Giré la cabeza y vi a los sorbicuelos en la otra habitación, revoloteando en su jaula dorada, más animados que nunca. Sentí un escalofrío al comprender el significado de aquel comentario. Alveron seguía sin creer que Caudicus lo estaba envenenando.

Estaba demasiado aturdido para replicar con agilidad, pero tras respirar un par de veces, conseguí decir:

– La salud de sus pájaros no me preocupa tanto como la suya, excelencia. Se encuentra mejor, ¿verdad?

– Así es esta enfermedad mía. Viene y va. -El maer dejó su taza de infusión, todavía casi llena-. Al final desaparece por completo, y Caudicus es libre de ausentarse meses seguidos, y recoger ingredientes para sus pociones y amuletos. Por cierto -dijo entrelazando las manos sobre el regazo-, ¿serías tan amable de ir a las habitaciones de Caudicus a buscarme la medicina?

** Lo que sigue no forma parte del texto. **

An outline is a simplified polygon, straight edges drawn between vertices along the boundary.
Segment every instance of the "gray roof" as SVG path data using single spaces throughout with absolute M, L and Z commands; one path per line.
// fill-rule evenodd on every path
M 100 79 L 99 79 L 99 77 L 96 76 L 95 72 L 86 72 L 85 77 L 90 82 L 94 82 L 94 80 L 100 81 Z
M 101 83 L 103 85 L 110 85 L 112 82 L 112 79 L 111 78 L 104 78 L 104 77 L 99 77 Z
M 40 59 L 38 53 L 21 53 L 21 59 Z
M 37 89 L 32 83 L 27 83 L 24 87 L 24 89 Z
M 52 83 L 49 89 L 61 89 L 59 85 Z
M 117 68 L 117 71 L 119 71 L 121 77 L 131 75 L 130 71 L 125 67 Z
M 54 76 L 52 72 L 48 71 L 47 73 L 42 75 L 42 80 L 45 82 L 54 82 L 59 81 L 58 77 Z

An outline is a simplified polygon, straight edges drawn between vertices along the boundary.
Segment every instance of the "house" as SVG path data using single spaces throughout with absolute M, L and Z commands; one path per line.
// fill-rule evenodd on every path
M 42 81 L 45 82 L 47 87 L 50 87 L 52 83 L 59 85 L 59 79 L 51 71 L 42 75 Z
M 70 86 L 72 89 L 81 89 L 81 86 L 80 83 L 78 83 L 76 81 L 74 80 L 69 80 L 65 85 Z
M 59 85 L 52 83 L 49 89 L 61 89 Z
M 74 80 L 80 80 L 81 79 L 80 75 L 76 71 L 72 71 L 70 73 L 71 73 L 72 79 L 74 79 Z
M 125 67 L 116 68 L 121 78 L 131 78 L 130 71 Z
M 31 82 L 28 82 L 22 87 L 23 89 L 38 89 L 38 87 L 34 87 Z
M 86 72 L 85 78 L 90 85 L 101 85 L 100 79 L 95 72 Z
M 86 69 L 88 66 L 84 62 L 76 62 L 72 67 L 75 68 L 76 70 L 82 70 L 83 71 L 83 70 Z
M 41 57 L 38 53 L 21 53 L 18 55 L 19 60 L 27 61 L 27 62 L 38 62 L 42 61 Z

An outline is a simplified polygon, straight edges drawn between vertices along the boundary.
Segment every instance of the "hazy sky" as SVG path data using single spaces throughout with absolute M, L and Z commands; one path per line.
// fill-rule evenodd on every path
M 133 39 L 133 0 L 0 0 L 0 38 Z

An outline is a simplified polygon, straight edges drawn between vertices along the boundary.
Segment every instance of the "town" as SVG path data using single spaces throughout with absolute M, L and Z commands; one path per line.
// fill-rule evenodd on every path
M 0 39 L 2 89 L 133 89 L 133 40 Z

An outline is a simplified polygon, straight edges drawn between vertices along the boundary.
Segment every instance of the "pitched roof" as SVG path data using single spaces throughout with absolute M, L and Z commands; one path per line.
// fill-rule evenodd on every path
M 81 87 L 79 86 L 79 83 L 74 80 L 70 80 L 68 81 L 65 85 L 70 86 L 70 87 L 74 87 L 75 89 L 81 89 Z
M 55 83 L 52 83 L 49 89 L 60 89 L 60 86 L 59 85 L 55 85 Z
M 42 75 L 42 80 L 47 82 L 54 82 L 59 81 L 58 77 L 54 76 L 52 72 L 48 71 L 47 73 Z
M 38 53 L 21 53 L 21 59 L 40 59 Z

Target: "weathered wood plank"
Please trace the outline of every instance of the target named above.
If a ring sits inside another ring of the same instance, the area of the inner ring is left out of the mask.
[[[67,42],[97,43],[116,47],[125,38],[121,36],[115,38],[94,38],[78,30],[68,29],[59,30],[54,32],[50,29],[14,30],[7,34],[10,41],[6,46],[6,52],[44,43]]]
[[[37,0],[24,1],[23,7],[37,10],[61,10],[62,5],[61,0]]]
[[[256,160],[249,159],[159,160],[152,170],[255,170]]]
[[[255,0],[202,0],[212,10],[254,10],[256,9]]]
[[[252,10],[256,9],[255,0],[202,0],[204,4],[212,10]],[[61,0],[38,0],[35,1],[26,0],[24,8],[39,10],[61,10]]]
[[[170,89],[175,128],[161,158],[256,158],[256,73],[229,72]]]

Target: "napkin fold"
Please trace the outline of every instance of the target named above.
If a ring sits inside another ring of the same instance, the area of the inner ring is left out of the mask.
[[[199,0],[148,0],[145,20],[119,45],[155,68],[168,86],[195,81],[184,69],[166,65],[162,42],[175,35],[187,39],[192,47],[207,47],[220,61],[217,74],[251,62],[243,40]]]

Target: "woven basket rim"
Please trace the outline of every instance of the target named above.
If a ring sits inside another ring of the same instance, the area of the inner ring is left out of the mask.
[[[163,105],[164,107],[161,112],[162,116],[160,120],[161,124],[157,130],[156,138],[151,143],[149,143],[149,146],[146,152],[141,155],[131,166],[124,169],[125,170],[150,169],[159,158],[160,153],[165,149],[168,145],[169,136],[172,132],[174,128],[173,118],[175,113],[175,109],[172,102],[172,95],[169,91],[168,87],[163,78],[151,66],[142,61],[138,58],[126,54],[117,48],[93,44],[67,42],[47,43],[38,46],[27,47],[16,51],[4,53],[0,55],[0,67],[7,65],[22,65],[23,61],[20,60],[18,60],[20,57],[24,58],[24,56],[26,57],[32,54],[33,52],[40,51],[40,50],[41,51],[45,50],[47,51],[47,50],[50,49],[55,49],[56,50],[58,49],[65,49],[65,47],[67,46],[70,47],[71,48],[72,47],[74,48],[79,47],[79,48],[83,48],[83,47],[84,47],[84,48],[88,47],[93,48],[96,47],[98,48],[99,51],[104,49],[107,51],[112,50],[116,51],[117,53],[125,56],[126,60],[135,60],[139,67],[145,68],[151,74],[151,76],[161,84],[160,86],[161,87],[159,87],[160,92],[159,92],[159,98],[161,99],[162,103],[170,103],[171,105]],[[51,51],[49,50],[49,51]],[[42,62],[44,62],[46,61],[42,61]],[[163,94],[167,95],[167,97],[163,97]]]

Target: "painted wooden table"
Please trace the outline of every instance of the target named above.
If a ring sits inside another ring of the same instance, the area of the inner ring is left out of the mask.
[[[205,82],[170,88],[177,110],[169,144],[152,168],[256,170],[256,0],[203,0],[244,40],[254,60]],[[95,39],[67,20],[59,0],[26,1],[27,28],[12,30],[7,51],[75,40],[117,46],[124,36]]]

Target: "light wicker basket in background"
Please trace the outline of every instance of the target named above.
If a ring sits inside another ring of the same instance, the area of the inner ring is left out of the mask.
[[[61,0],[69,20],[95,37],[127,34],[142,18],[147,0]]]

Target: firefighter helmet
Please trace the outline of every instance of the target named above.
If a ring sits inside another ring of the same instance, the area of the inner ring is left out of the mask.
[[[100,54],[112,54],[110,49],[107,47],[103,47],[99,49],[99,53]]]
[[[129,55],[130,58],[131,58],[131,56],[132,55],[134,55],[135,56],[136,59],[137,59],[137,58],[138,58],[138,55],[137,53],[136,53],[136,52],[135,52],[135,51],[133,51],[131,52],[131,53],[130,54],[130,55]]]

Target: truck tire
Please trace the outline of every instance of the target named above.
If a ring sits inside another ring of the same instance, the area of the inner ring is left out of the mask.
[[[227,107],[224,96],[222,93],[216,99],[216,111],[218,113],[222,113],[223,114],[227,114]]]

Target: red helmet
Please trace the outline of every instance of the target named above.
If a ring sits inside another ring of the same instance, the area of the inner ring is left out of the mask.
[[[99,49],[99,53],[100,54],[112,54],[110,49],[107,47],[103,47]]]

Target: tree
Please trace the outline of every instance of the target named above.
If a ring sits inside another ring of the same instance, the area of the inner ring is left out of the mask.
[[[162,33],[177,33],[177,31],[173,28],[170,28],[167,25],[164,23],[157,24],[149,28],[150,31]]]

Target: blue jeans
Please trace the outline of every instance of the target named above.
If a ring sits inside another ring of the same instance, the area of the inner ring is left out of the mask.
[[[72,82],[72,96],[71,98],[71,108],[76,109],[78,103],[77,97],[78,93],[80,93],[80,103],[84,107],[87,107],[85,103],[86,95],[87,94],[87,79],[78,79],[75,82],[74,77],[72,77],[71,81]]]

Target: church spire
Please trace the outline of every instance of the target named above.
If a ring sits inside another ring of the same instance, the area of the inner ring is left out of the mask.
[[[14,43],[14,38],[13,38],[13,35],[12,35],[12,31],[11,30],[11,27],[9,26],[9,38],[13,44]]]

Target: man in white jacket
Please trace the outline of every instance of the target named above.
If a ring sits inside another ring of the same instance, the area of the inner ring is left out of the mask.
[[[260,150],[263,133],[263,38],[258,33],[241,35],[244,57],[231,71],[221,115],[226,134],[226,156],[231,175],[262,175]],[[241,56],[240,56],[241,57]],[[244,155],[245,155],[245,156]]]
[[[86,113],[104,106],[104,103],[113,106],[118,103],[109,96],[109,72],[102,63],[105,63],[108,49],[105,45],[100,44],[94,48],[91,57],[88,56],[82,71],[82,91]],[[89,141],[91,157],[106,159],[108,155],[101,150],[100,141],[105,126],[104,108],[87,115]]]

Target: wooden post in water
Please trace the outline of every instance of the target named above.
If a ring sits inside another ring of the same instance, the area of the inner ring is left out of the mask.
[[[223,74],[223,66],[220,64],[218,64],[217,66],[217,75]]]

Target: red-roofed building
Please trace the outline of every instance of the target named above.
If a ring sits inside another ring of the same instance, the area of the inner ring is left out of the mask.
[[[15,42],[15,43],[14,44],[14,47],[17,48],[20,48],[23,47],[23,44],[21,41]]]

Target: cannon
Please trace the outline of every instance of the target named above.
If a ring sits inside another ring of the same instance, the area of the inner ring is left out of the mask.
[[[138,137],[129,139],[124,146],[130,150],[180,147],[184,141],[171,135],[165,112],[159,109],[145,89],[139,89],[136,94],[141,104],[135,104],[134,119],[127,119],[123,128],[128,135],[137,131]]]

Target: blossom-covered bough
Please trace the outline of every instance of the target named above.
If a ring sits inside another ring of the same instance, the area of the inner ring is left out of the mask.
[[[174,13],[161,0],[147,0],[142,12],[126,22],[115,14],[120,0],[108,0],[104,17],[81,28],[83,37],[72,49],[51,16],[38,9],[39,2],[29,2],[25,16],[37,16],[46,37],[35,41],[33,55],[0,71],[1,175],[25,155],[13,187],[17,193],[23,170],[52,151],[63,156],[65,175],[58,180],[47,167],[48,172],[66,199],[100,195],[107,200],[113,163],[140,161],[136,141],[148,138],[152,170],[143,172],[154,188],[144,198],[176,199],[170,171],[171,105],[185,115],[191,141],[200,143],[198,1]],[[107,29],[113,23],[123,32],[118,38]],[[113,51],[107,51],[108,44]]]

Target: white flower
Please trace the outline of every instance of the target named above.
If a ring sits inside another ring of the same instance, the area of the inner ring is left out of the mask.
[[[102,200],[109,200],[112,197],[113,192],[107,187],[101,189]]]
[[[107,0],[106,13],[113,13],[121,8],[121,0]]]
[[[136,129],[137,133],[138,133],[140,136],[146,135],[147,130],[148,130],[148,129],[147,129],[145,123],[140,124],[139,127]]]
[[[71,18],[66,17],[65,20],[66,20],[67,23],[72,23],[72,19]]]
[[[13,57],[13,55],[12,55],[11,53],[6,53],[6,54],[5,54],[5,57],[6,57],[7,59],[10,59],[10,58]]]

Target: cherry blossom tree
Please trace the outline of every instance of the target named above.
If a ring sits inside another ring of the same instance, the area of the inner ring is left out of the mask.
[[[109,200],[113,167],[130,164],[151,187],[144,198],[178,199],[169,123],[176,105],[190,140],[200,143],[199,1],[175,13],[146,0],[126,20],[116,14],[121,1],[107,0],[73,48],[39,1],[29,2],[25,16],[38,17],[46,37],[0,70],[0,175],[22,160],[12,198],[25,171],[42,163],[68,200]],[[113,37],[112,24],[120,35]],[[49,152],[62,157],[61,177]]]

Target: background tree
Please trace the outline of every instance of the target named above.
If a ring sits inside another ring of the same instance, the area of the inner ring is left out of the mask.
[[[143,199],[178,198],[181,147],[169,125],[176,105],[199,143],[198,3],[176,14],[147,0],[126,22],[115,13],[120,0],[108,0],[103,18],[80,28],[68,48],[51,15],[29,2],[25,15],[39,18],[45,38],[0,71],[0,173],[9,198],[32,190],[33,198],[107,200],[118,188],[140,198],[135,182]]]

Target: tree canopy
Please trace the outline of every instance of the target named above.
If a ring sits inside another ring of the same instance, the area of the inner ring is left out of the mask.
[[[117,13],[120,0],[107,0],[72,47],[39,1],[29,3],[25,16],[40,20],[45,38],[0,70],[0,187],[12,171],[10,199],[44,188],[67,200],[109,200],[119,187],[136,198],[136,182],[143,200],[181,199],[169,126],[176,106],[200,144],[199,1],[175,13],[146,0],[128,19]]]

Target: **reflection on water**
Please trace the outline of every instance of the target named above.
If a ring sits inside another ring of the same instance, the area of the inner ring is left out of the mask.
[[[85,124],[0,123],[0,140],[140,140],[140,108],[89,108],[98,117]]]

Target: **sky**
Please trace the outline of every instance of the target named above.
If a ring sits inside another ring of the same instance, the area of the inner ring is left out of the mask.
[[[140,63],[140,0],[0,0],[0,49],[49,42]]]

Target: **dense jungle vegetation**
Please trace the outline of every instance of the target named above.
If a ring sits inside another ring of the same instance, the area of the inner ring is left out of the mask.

– Por supuesto, excelencia.

Logré esbozar una sonrisa y traté de ignorar el desasosiego que invadía mi pecho. Recogí los utensilios que había empleado para preparar la infusión y me guardé varios paquetes de hierbas en los bolsillos de la capa granate.

El maer dio una cabezada con cortesía, cerró los ojos y, bañado por el sol, pareció sumirse de nuevo en un sereno sueño.

– ¡Nuestro historiador en ciernes! -exclamó Caudicus al tiempo que me invitaba a entrar y me ofrecía un asiento-. Discúlpame un momento. Volveré enseguida.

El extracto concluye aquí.